Les Russes souhaitent faire des BRICS une organisation anti-Otan. Ces pays multiplient les échanges et les traités bilatéraux avec leurs monnaies, en toute indépendance de l’Occident. La force du nombre pèse de plus en plus dans le commerce mondial. L’Amérique du Sud n’est plus la chasse gardée des États-Unis.
C’est donc un monde post-occidental qui est en route avec une refonte de l’ordre international. Et ce n’est pas l’Amérique en déclin qui pourra s’y opposer. Avant 2040 un nouvel ordre mondial aura émergé. Même l’Arabie Saoudite de Mohammed Ben Salman s’émancipe des États-Unis. Rapprochement avec l’Iran, partenariat avec l’OCS, l’Organisation de coopération de Shangaï, créée en 2011 par la Chine, la Russie et quatre États d’Asie centrale (Kazakhstan, Kirghizstan, Ouzbékistan et Tadjikistan). L’organisation s’est élargie à l’Inde et au Pakistan en 2016, et à l’Iran en 2021. D’autres pays souhaitent rejoindre l’Organisation.

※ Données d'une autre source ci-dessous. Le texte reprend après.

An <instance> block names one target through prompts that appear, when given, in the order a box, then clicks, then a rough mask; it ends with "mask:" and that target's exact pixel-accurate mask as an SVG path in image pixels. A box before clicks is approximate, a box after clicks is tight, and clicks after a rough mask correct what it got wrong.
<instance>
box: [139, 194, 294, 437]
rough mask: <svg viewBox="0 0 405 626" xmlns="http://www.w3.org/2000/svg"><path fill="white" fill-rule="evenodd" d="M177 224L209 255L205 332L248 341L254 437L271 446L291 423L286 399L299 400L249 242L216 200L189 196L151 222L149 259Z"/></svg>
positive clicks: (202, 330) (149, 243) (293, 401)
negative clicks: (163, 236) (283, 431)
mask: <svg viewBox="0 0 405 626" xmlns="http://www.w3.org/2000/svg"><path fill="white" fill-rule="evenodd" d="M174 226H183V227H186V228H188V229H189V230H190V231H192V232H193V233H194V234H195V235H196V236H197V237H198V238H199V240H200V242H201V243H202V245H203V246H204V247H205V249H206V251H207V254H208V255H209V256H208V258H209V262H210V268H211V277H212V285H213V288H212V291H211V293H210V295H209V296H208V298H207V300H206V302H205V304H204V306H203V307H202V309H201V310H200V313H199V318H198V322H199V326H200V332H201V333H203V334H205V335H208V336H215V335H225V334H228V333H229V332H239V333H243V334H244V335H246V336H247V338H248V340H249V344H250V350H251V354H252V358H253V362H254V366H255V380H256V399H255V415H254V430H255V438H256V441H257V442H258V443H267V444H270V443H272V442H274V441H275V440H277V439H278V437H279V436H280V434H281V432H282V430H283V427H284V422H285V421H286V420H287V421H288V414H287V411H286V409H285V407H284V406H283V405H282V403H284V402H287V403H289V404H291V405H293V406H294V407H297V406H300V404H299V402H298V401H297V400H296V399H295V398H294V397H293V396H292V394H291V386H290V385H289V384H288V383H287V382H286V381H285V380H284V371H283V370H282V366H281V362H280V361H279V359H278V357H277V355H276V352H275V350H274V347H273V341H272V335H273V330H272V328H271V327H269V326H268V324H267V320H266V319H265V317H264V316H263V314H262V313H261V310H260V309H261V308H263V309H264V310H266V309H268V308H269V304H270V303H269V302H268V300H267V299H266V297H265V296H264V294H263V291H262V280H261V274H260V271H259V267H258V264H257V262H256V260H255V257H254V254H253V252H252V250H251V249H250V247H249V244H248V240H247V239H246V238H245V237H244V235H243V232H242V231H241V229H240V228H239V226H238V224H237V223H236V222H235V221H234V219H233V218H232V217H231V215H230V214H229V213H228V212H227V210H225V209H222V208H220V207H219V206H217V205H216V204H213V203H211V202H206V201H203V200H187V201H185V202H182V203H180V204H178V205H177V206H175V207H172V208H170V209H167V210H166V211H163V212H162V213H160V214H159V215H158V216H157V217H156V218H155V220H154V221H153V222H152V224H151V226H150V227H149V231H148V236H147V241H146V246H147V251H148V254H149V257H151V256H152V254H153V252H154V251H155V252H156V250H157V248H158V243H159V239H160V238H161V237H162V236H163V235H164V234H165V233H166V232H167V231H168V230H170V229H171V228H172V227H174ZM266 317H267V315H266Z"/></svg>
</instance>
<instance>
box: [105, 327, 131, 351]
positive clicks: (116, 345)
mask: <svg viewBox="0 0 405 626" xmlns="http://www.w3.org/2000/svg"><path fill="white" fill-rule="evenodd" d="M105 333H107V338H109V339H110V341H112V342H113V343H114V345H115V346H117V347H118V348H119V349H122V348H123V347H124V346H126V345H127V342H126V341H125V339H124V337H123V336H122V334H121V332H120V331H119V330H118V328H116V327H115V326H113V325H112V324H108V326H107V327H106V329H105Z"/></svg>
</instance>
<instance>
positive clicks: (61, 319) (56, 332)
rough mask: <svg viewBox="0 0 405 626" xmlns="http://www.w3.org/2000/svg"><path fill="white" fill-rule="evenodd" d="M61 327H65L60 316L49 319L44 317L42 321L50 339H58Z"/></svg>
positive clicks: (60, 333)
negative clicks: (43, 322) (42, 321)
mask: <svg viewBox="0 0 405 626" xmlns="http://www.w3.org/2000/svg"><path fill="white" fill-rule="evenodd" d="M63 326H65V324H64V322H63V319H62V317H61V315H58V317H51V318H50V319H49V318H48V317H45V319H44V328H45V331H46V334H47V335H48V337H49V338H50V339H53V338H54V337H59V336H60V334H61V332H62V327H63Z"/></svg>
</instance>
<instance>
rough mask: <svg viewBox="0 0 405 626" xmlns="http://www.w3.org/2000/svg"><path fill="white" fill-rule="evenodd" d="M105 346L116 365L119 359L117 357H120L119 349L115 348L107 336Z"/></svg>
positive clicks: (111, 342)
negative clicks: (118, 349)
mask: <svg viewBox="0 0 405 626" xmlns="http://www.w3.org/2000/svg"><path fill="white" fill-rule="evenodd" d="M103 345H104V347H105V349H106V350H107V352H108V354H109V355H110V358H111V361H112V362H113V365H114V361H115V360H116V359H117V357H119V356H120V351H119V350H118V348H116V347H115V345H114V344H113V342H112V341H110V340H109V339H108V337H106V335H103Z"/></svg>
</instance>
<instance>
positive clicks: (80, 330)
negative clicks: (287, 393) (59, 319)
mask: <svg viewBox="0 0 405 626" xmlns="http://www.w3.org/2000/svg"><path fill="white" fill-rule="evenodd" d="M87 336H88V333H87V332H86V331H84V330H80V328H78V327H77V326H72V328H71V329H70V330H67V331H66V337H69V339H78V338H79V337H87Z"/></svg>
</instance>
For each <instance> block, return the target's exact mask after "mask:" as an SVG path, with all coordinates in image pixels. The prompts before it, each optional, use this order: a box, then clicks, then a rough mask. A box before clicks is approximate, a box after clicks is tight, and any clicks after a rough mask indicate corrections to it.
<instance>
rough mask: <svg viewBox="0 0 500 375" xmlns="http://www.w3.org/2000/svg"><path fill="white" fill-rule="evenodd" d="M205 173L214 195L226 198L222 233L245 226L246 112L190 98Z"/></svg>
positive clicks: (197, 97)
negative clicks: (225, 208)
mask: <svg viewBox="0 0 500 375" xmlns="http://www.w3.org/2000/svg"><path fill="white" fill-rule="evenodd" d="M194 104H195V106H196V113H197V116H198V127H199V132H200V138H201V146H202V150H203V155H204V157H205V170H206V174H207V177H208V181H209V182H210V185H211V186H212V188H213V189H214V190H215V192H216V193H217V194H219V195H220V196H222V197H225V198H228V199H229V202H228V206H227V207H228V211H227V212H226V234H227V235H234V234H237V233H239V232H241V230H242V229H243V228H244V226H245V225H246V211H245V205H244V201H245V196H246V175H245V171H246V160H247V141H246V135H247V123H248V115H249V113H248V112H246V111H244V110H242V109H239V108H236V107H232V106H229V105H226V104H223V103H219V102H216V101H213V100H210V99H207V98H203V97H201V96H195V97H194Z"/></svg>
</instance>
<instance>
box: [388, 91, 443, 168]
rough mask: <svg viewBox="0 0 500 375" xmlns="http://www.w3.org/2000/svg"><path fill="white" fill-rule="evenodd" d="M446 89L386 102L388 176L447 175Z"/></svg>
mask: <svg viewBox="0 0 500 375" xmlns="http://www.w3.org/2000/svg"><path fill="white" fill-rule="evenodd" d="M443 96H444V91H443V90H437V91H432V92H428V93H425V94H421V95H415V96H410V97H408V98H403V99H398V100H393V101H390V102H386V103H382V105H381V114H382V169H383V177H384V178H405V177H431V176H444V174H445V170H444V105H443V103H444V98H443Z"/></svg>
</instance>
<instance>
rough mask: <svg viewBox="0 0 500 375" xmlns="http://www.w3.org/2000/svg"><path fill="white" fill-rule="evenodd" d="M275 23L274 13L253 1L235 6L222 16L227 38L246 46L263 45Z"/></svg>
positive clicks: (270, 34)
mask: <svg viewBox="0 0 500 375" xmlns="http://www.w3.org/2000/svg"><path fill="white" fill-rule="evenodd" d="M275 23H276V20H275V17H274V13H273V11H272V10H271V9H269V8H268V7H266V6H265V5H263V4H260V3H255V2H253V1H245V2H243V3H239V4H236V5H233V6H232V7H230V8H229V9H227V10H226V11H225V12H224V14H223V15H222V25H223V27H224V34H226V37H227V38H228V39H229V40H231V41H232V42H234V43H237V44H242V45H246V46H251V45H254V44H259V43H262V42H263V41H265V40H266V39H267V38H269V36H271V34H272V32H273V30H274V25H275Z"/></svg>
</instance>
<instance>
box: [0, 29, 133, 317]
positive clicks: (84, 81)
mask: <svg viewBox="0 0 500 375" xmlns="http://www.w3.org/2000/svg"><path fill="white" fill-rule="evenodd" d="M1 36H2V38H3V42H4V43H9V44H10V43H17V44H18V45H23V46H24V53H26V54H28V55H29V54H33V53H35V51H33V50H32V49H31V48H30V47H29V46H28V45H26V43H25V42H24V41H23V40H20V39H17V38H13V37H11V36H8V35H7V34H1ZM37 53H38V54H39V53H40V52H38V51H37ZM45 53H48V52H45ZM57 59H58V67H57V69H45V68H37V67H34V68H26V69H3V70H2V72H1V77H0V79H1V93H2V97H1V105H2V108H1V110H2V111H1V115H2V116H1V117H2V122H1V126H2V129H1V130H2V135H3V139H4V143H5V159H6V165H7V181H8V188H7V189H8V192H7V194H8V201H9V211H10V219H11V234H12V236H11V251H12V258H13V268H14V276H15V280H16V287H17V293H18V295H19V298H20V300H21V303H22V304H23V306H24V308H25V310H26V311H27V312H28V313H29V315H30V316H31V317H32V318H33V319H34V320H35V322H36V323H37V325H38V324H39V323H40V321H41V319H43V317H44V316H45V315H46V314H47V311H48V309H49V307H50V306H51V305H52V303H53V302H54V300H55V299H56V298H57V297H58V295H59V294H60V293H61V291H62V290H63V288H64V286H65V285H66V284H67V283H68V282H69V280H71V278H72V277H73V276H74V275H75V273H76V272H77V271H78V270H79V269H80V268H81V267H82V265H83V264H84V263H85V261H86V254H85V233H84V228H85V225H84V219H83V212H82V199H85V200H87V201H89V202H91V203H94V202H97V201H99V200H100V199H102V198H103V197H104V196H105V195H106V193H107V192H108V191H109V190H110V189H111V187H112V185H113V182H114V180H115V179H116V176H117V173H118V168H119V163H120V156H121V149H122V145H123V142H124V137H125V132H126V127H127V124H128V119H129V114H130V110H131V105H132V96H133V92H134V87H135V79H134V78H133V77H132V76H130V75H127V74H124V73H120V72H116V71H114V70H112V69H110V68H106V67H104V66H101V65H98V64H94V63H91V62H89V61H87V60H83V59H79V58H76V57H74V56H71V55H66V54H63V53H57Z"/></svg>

L’Amérique a du souci à se faire. Ce ne sont pas les guerres qui assureront sa survie. De même que la politique de la canonnière du XIXe siècle a vécu, celle du tapis de bombes est en phase terminale. L’armée russe est dorénavant la première du monde et le retard technologique du Pentagone va entraîner le déclassement de l’armée américaine.
“En février 2023, la Chine a publié deux documents fondamentaux. Dans le document intitulé « L’Hégémonie américaine et ses périls », la Chine estime que les États-Unis s’ingèrent dans les affaires intérieures des autres pays, qu’ils appliquent un double standard aux règles internationales, répandent de faux récits, étendent leur puissance en recourant à la violence, pillent et exploitent les richesses mondiales grâce à leur hégémonie économique et financière”.
“La Chine se pose en artisan de paix proposant une alternative à un leadership américain accusé de répandre la guerre, la misère, et le chaos. Mohamed Ben Salman a une priorité : la stabilité dans son voisinage, faute de quoi son très ambitieux plan de réformes à échéance 2030 serait un échec dont il serait rendu responsable par ses sujets. MBS ne tourne pas le dos aux États-Unis, il s’émancipe de son ancienne alliance : « Le pacte avec les États-Unis qui assurent la sécurité du royaume contre le pétrole saoudien est mort » écrivent dans la revue Foreign Af airs les chercheurs Vall Nasr et Maria Fantappie.”
On le voit, l’Amérique est mal partie. Et la France a tout à perdre en s’alignant sur la folle politique américaine toujours plus agressive. À peine chassée par la talibans, elle s’est lancée dans une guerre par procuration contre Moscou. Et avec Macron, la France sera une fois de plus dans le camp des perdants.